Somewhere down the line, he forgot about a coherent plot.
The story is narrated by Katrina Kaif, out of Jagga Jasoos comics, being performed and watched by a bunch of kids. After a prologue about an arms drop at Purulia in the 1990s, we see orphan Jagga (an utterly cute young actor) adopted by a man whose life he saved. The stuttering Jagga calls his foster father Badal Bagchi (Saswata Chatterjee) Tutti Futti, because of his accident prone ways - later described in a song as “bad-lucky.”
Since Jagga has a painful stutter, Bagchi advises him to sing, so he does, and everybody around him does too, which gets tedious after a point.
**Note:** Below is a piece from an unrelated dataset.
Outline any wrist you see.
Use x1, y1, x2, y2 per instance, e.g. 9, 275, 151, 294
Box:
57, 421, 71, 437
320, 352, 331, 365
The father vanishes one day, leaving Jagga in a boarding school and for years just sends him a Happy Birthday video.
The Manipur town is visited by a reporter Shruti (Katrina Kaif), an equally “bad-lucky” girl, who end up as Jagga’s sidekick, as he goes hunting for his father in lovely African locations, their antics watched by exotic animals looking as befuddled as the audience must be feeling. He is chased all over by a mysterious “intelligence” officer (Saurabh Shukla), but of the actual arms-dealer villain you get just a glimpse, because Basu must have planned a sequel.
The first half has Jagga (Ranbir Kapoor overage as a schoolboy, but you don’t mind that — he is just brilliant), zooming around on a bike that looks like a broom, solving local mysteries. It picks up when the hunt for Bagchi starts, and some action sequences are really well done. But the films does suffer from an overdose of cuteness, lack of humour, and the absence of a real menacing villain for Jagga to fight.
Ranbir Kapoor, throws himself into the role whole-heartedly and drags Katrina Kaif up by the bootstrap -- if she can’t act, she can at least take the many pratfalls in good spirit. The film looks gorgeous, but for a musical, Jagga Jasoos does not have that one great number you come out humming from the theatre. It needed to have the pace and madcap spirit of a comic book, instead it is long and laborious.